Said and told
Thanks for the link to Paulo Coelho’s blog Marcos. Very interesting!
Any plans for the weekend? The weather forecast here is good, so I should make the most of it and do something outside. On my way home from work today, I noticed a mackerel sky, which you can see in this very short video:
The clouds look a bit like fish scales and mackerel is a kind of fish. The traditional saying is:
Mackerel sky, mackerel sky, not long wet and not long dry.
I think it means that the weather is likely to be changeable (some rain, followed by some sunny spells*, or vice versa*). So perhaps I should have some indoor activities planned for the weekend too……
In this post I’m going to say something more about the representation of speech in writing. Speech reports can be of what people might say, or of what they intend to say (Next time she asks for my help, I should say that I’m too busy. I’ll just say, “Sorry, I….”). Here we won’t focus on this type of speech report; instead we will look at reports of real, past speech using the conversation about the Easter cake I posted on April 14. Today we will think about reporting verbs (the most frequent reporting verbs and speech acts).
Most frequent reporting verbs
As you know, the most frequent reporting verb (in British English) in direct reports is said:
Vicky said, “There should be twelve!”
In indirect reports, the most common reporting verbs are said and told:
Mum said that there should be eleven marzipan balls on the cake.
Dad told us that they are traditional.
Told is not (usually) used to introduce direct reports:
Vicky told her, “There should be twelve!”

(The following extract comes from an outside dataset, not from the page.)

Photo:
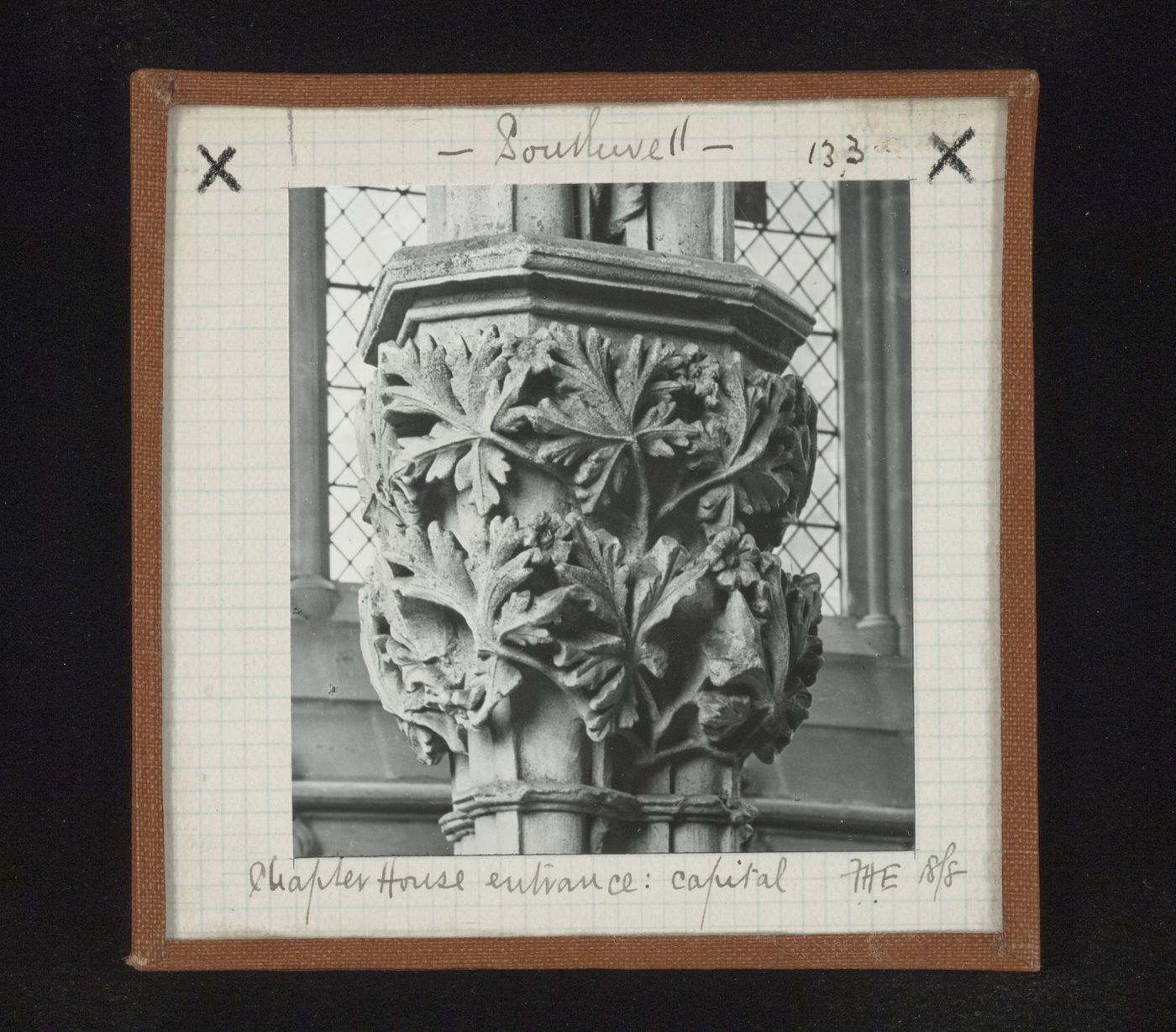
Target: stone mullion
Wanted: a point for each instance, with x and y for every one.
(526, 776)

Said focuses on the words that someone says, told focuses on the content of what someone says, the message.
Said is used with an optional prepositional complement and an object (which is the reported clause):
Vicky said [to her: optional prepositional complement], [“There should be twelve!”: object]
Told usually has an indirect object and a direct object:
Dad told [us: indirect object] [that they are traditional: direct object]
Other verbs add detail or help to emphasise the communicative function of direct or indirect speech:
“They’re traditional,” Dad suggested.
Mum pointed out that there were eleven balls of marzipan.
Mum claimed to have weighed all the balls.
“I would never have thought of that,” confessed Dad.
Mum protested that it wasn’t easy to make the cake.
Although there are two examples of reporting verbs indicating a speech act used with direct speech (both involving Dad), these verbs are most frequently used to introduce indirect reports (like the ones involving Mum).
OK, I’ll stop there for now. In the next post, I’ll look at tense and aspect in the reporting verbs (so far I have only used said and told – so I still need to talk about say/tell and is saying/is telling…).
If I haven’t sent you to sleep yet……here is an interactive exercise to practise said/told and speech act verbs:
Take the challenge
Enjoy your weekend!!
* (sunny) spell = a short period of a specific kind of weather: a dry spell, a hot spell etc.
* vice versa = also in reverse order, the other way around.
Comments on the comments:
Marianna (from Slovakia) – thank you for your interesting story about your career!
Filippo (from Italy) – On Easter day my Mum cooked roast chicken and Yorkshire Puddings. More about Yorkshire Puddings another time!
Rabail (from the UK) – The online dictionary I am using at the moment is one suggested by Marcos recently. It’s www.dictionary.com
My Dad mainly uses a website called www.ancestry.com for his family history research. It has census results going back to the 1800’s and lots of suggestions for how to go back further.